Although transcriptome analysis demonstrated consistent upregulation and downregulation trends during the E phase of infection (Figure 9A), almost all these alterations were not significant. This observation is particularly important for those EE-RE-TGN interface host-cell factors that significantly increased membrane-associated pool (over-recruitment) and demonstrated the trend of transcriptional downregulation in MCMV infected cells. The only observed exception was Rab9a, which was rapidly upregulated after MCMV infection, and Rab31, which was downregulated at 18 hpi (Figure 9A). The rapid increase in Rab9a transcription may be associated with the increase in the membrane-associated pool within the inner PrAC (Figure 7). Therefore, we concluded that the transcriptional upregulation of small GTPases of the EE-ERC-TGN interface is not a significant mechanism whereby MCMV remodels the membranous system.
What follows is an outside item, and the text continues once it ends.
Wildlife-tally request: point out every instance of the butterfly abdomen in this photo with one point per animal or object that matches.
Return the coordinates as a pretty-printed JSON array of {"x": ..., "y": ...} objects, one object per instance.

The increased membrane-associated pool of small GTPases that regulate the EE-ERC-TGN interface may be a result of an alteration of the membrane-associated pools of regulatory proteins that determine the extent of their recruitment. To explore this option, we analyzed transcriptional activities of all known genes encoding GEFs and GAPs for small GTPases that act at the EE-ERC-TGN interface. Among all analyzed genes, we observed significant upregulation of the only Rabin8 and Cytohesin-2 at 18 hpi (Figure 9B). Rabin8 is known GEF for Rab8, and its upregulation may be associated with the increased recruitment of Rab8 to the inner PrAC, which is present at 16 hpi but not at 6 hpi (Figure 9). Cytohesin-2 is a GEF for ARF1 and ARF6 that act at the cell periphery and, thus, its overexpression at 18 hpi cannot explain the increase in the membrane-associated pools of ARF proteins within the inner PrAC at 6 hpi (Figure 7). Significant downregulation of Rin1 and Rin2 gene expression (Figure 9B) may suggest an alteration of EE maturation at the cell periphery but not at the inner PrAC since their products act as GEFs for Rab5 and Rab31/22b at peripheral endosomes. Similarly, observed downregulation Rab9a GEF-encoding genes, DENND2a and DENND2b, in the E phase of infection (Figure 9B) does not correlate with the increase of Rab9a membrane-associated pool within the inner PrAC.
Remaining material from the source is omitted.